We are confident in the robustness and viability of the proposed solution against vote selling and firmly believe in the many benefits of Secure Internet Voting. However, it is important to acknowledge that this proposal need not be infallible or guaranteed beyond any slightest doubt. If widespread coercion were to arise, internet voting can still be repealed, returning back to the status quo. Even in a hypothetical worst-case scenario in which electronic voting is entirely compromised by vote selling, a repeal can still be achieved by legislators, or by citizens in a paper-only referendum.

Therefore, the risk in adopting Secure Internet Voting is limited, providing a failsafe route back to paper-based voting methods.

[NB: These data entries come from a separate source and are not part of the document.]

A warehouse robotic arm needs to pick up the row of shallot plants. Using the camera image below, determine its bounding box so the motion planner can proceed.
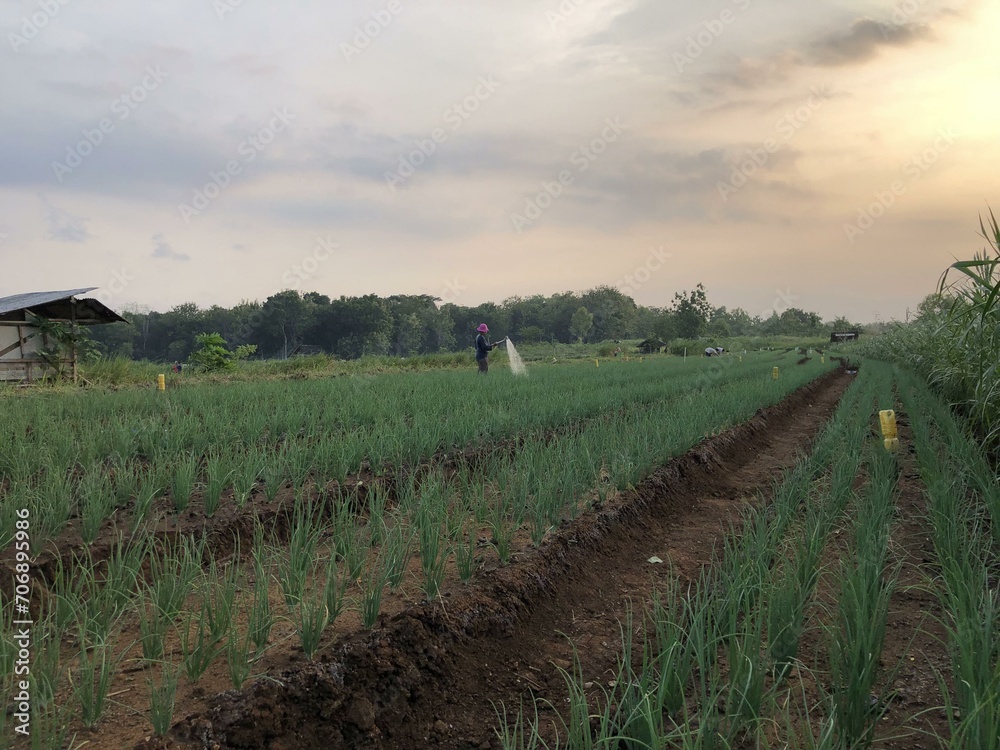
[0,352,825,746]
[0,350,820,552]
[900,373,1000,750]
[498,362,874,750]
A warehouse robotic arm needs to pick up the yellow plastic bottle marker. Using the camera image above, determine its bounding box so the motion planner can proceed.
[878,409,897,440]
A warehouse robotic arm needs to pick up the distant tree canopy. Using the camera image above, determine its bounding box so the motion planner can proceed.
[92,284,859,362]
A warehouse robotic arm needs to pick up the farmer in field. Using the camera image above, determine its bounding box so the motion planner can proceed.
[476,323,499,375]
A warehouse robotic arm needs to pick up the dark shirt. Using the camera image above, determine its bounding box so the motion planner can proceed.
[476,334,496,359]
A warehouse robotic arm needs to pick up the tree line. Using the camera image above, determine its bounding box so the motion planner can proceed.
[92,284,857,362]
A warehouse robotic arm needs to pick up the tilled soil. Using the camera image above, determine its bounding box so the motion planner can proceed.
[148,371,884,750]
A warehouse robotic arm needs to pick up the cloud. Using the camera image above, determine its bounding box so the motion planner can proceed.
[153,232,191,260]
[42,196,92,243]
[808,18,933,66]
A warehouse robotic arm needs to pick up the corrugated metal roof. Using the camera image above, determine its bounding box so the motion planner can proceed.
[0,286,97,315]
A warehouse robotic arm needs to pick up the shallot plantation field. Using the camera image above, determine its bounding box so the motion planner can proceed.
[0,351,1000,750]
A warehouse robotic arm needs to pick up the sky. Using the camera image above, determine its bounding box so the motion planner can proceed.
[0,0,1000,322]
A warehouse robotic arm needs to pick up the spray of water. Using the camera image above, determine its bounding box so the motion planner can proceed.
[507,338,528,375]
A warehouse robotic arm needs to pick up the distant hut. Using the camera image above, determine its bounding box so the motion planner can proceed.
[830,331,861,344]
[0,287,126,383]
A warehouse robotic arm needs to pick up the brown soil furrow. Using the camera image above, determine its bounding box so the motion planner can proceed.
[156,371,850,750]
[879,404,951,750]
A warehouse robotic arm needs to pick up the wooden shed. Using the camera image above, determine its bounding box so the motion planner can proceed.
[0,287,126,383]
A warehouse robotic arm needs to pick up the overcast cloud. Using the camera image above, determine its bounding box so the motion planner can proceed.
[0,0,1000,321]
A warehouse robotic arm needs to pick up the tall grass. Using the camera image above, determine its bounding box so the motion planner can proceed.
[865,210,1000,450]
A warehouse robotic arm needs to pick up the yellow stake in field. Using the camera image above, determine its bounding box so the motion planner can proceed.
[878,409,899,453]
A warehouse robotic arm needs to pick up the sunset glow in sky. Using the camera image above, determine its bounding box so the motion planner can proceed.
[0,0,1000,322]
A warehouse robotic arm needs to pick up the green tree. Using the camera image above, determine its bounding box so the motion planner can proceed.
[671,284,712,339]
[580,286,638,341]
[569,307,594,343]
[188,333,257,372]
[256,289,312,359]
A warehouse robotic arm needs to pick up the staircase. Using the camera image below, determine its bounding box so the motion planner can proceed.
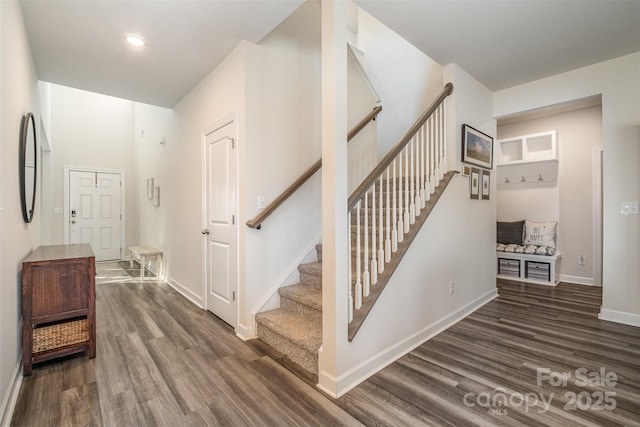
[256,172,454,376]
[256,245,322,375]
[252,83,455,378]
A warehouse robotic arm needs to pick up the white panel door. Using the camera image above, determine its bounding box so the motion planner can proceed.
[203,122,237,328]
[69,171,122,261]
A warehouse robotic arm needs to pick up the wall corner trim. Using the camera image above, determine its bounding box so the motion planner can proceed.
[598,308,640,327]
[0,352,22,426]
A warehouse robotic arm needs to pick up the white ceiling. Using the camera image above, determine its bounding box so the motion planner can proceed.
[21,0,640,107]
[21,0,302,107]
[355,0,640,91]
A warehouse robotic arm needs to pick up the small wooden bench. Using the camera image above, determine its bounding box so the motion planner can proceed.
[129,246,162,279]
[496,251,561,286]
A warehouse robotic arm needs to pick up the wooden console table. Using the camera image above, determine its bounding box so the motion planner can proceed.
[22,243,96,376]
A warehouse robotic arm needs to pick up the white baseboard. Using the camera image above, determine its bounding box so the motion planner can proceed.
[236,323,256,341]
[0,353,22,426]
[598,308,640,327]
[165,277,204,309]
[317,289,498,398]
[560,274,598,286]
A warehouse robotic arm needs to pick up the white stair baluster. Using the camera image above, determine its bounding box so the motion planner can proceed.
[407,137,416,224]
[347,212,359,322]
[403,147,411,234]
[378,175,384,273]
[418,123,427,210]
[429,116,436,194]
[355,202,362,310]
[362,191,371,297]
[391,159,398,252]
[411,133,422,216]
[384,166,391,262]
[396,153,404,243]
[371,181,378,285]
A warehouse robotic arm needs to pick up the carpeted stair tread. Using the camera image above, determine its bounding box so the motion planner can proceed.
[298,262,322,277]
[256,308,322,354]
[278,285,322,315]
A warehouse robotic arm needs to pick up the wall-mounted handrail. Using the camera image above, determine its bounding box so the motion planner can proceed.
[247,105,382,230]
[347,83,453,212]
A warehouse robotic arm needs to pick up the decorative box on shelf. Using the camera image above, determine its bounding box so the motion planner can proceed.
[496,130,558,187]
[22,243,96,375]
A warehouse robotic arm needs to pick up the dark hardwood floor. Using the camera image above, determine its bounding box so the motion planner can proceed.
[12,264,640,426]
[340,281,640,426]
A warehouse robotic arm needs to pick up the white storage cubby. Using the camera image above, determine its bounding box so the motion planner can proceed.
[497,130,558,187]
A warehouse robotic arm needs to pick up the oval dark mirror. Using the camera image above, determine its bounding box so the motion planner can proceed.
[19,113,38,222]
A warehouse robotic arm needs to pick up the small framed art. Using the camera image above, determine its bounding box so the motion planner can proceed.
[469,168,480,200]
[482,170,491,200]
[462,124,493,169]
[147,178,153,199]
[153,187,160,206]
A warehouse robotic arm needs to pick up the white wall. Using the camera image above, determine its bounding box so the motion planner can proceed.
[356,9,444,158]
[0,1,41,425]
[494,53,640,325]
[43,84,138,255]
[239,2,322,337]
[347,47,378,194]
[497,106,602,284]
[128,102,172,260]
[324,65,496,394]
[143,42,248,306]
[135,2,321,338]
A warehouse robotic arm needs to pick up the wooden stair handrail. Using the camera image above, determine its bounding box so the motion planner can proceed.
[247,105,382,230]
[347,83,453,212]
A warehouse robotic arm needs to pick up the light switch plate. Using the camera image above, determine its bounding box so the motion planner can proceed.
[620,202,638,215]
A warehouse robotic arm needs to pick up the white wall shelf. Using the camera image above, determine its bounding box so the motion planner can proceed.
[497,130,558,186]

We Have An Opportunity For End-to-End Verifiable Elections

Vote selling has long been a daunting challenge, particularly as we seek to integrate the convenience of Secure Internet Voting into our democratic process.

But the prospect of tackling this challenge is now achievable.

By implementing a robust legal framework that heavily penalizes vote selling through high fines and rewards to whistleblowers, we can undermine trust between potential vote buyers and sellers. This proposal does not just deter vote selling, it destroys the foundation it stands on.

Overall, by leveraging strong defense-in-depth practices and smart legislative frameworks, we can protect our democratic process, ensuring that every vote is free and fairly counted.